Ci-après  le fac-similé  du C.-R. d'hospitalisation en principe rédigé par l’Interne Olivier Ille.

Ce CR m‘a été remis au début de l‘année suivante quand j'ai voulu consulter le dossier du patient  (dossier tout de suite curieusement déclaré égaré). Je le rapporte tel quel.

Ce compte-rendu est daté du 20 eptembre 1991 (rectifié au stylo-bille 1990). Il n'y est en conclusion aucunement question d'un traitement cobalaminique ! ?

Après l'avoir lu, le Dr. Michel Serdaru, neurologue de la Fédération Française de Neurologie, m'a ironiquement demandé si j'étais certain que le malade ait eu affaire à de vrais médecins !

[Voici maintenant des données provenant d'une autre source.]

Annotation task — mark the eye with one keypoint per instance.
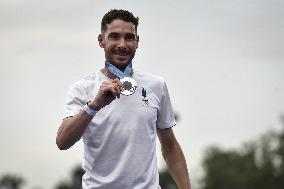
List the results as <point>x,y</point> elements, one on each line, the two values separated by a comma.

Avait  précédé le  CR d'hospitalisation une lettre  manuscrite  d'Olivier Ille, celle-ci datée du 22 août 1990.

Il  y  est  stipulé de n’administrer  au malade que 1/2 mg de vitamine B 12 par semaine, une dose tout à fait insuffisante pour venir à bout des troubles neurologiques déterminés par cette maladie, le traitement consistant normalement à administrer 1mg par jour pendant au moins un mois, suivi d'un traitement d'entretien à vie

Cette lettre ne m’a été remise par le docteur Jean-Yves Beinis,son destinataire, qu’en 1995, après que la Direction de l’Hôpital Charles-Foix lui a intimé l'ordre de m’ouvrir son dossier et après qu'il m'a fallu le réclamer par lettre recommandée avec AR. 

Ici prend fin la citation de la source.